Did Displacement Play a Role in California’s COVID-19 Surge?

February 16, 2021
A map showing displacement from California

The latest U.S. Census data shows that Californians are mostly leaving for neighboring states. After Texas, which took in about 30,000 more people from California than it sent, Californians mostly decamped for Arizona, (net migration of 28,000), Nevada, (net migration of 23,000) and Oregon, (net migration of 20,000).

By far, the two most popular destinations for Californians leaving the state are Maricopa County, Ariz.–home to Phoenix–and Clark County, Nev.–home to Las Vegas. Those two counties received about 34,000 and 33,000 Californians in 2018 alone. However, different parts of California are emigrating to different places when they choose to leave the state. As the above figure shows, King County, Washington is the top choice for people leaving the counties of the San Francisco Bay Area while people from Southern California and the Central Valley head to the Phoenix and Las Vegas areas as their top destination.

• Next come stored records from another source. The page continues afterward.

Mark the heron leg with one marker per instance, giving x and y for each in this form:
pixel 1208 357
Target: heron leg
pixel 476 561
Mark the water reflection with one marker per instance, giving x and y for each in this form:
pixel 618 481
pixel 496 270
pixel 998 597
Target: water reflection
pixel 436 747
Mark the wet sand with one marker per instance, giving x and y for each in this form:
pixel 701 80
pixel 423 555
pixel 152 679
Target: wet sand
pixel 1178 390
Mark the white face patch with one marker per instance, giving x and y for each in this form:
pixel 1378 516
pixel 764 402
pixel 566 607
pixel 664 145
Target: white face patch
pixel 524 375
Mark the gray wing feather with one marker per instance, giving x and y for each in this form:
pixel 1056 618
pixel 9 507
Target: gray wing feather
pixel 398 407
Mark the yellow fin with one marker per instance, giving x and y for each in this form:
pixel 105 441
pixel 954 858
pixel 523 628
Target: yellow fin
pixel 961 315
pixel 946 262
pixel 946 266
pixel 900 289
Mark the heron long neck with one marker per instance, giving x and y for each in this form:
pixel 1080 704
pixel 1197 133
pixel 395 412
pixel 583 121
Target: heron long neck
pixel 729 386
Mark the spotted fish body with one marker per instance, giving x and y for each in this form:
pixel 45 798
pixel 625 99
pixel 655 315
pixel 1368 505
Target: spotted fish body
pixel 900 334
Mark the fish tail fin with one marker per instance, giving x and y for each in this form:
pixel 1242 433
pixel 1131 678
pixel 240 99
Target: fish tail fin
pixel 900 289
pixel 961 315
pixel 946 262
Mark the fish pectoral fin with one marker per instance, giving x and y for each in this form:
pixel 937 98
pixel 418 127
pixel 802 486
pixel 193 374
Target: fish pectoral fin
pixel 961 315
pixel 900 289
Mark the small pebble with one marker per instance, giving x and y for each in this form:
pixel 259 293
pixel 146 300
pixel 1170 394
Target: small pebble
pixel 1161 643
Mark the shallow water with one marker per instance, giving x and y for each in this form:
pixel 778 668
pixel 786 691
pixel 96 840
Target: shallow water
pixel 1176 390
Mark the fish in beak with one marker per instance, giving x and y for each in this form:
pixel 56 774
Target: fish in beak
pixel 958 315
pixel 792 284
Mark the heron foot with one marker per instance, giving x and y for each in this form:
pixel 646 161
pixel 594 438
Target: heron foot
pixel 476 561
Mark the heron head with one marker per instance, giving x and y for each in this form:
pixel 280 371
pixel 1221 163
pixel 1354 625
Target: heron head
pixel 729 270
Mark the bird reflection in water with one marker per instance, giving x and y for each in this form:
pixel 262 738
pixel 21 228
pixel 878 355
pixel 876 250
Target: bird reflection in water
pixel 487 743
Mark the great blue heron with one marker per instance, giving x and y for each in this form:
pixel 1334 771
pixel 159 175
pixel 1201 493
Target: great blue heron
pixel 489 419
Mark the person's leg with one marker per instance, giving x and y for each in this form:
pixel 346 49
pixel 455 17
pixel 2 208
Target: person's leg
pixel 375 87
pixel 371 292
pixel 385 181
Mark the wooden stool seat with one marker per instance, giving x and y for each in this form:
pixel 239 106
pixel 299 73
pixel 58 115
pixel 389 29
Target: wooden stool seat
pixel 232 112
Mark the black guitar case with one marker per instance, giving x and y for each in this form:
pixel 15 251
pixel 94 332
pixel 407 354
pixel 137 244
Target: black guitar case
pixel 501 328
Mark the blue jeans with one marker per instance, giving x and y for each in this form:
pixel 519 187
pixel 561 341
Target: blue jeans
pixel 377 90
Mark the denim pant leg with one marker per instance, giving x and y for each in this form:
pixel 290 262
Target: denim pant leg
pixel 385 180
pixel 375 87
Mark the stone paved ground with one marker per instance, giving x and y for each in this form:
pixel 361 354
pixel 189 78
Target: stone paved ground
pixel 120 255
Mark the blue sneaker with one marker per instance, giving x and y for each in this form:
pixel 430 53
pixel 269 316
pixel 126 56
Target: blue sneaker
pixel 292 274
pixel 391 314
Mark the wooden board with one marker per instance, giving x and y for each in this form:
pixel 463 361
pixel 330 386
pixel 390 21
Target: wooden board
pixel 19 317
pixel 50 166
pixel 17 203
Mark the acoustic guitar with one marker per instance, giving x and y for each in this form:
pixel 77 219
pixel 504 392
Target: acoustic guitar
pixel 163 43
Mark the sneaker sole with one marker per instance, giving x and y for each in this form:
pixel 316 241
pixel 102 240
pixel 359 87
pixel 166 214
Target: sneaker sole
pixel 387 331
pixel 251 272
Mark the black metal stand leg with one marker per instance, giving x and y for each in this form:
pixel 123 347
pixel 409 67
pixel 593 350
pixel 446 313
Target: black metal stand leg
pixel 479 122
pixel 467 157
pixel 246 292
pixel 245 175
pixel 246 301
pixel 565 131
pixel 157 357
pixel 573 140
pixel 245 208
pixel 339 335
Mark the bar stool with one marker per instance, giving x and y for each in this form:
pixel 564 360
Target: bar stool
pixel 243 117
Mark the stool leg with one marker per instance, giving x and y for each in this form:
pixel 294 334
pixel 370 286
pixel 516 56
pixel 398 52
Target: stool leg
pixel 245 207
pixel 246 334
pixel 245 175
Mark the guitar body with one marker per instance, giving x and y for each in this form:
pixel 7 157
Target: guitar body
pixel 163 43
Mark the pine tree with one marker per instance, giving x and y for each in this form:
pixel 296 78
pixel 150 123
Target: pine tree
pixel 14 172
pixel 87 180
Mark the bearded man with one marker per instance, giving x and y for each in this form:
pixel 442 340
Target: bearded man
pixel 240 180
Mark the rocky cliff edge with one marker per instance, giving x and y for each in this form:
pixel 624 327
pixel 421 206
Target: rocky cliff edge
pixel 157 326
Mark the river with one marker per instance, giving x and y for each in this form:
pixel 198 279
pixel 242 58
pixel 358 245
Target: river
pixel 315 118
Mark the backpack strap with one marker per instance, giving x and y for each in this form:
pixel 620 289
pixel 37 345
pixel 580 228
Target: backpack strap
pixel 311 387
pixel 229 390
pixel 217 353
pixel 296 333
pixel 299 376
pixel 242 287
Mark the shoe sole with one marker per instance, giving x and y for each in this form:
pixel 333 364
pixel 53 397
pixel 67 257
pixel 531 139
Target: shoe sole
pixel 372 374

These three states–Arizona, Nevada and Washington–had vastly different experiences with COVID-19 this winter. As in California, case incidence began spiking in Arizona, Nevada and Washington in the weeks leading up to Thanksgiving. However, unlike in Arizona and Nevada, Washington was able to bend the curve back following the Thanksgiving holiday. The other two states as well as California saw tremendous surges post Thanksgiving which are just now beginning to abate. Most remarkable however, is that daily case counts in Washington and California were roughly equivalent in the weeks leading up to Thanksgiving. A few days after, they began to diverge drastically.

Moreover, both the Las Vegas and Phoenix areas were experiencing COVID-19 surges during November. Phoenix broke it’s previous record on case growth during that month, a record that was unfortunately broken again in December and then again in January. Nevada broke its statewide record on Nov. 23 with about 2,900 new cases–with a lion’s share of new cases coming from the Las Vegas area.

Examining the average daily death county provides an even more striking picture. While more lax testing regimes can artificially depress case counts below what their true number should be, COVID-19 fatalities provide a more stable, if not grimmer, picture of the disease’s prevalence in a given area. Looking at Los Angeles County in relation to Maricopa and Clark Counties, the higher daily death-rate in both prior to Thanksgiving would indicate a higher prevalence of COVID-19 infections in those areas. Most interestingly, the death rate in Los Angeles County began spiking around December 20, about 25 days after Thanksgiving and about the time the average person would succumb after being exposed to the coronavirus on that holiday.